Although generally correct, I think you'll find that the perceived bias comes from the presumption that a patent is legally valid in the first place leading to :-
Rule 1 The patent is valid
Rule 2 If the patent is not valid see rule 1.
Once the USPTO started handing out patents like M&Ms the valid presumption should have been removed.
Well, I think that's more of the effect of the bias, rather than the cause of it but yes, rule 1 does appear largely to be the assumption that is taken.
That said, I am not sure your closing sentence is necessarily the salient factor. It may well be true but based on the data I have, and my imperfect reading of it, it seems that, while patent approval has been steadily rising, long term, it is not without ups and down. In 1987 it was 47% approval and in 2003, also 47%.
Anyways, that isn't necessarily the issue.
Prior to the establishment of the Court of Appeals for the Federal Circuit, patents were invalidated rather frequently; after that, the CAFC sided with the patent holders much more often. This resulted in an increase in patent filing because the stance of the CAFC suddenly turned weaker patents into stronger ones and thus prompted an increased rate of patent filing.
The point is that patents are more likely to be upheld, rather than that patents are more likely to be granted. (Again, all from imperfect information.)
the agreed nomenclature for El Reg was the Supremes. It would be a shame to see that go.
The Supremes, or as full title "The Supreme Court of the UNITED STATES only and not the world so stick your extra-territorial **** "?
Well, they did reverse the Federal Circuit's decision in Microsoft vs AT&T.
In that case there were a number of important issues, but the biggest one is really around how far US patent law extends and the Supreme Court said - 'not that far'.

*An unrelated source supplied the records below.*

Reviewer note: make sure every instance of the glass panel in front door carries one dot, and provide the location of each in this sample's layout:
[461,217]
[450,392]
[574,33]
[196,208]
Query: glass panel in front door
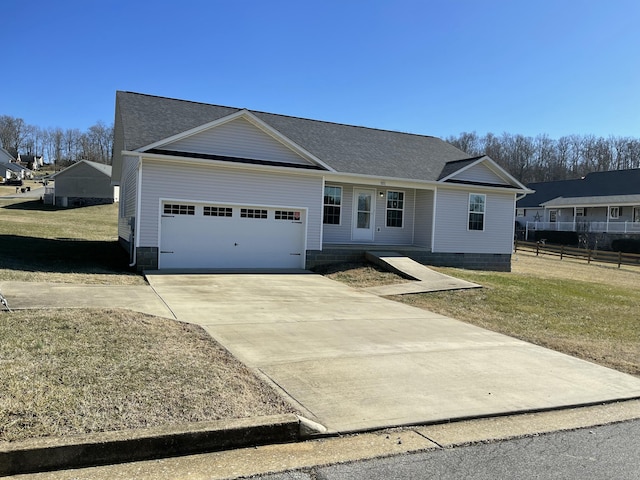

Agreed, not least because SCOTUS is rather cryptic as to what it stands for particularly when the abbreviation isn't actually defined or the words used in that order!
I would have to say that Limelight is guilty of infringement. By placing the software on the end users's PCs they effectively made the end user pcs part of their distribution network.
You'll note this does protect legitimate uses of single steps of a protected process on a user's pc so long as it wasn't part of the rest of the infringement.
Frankly, if you've taken part in an infringement because you thought you'd found a rules lawyer way around the law, I don't have a lot of sympathy for you.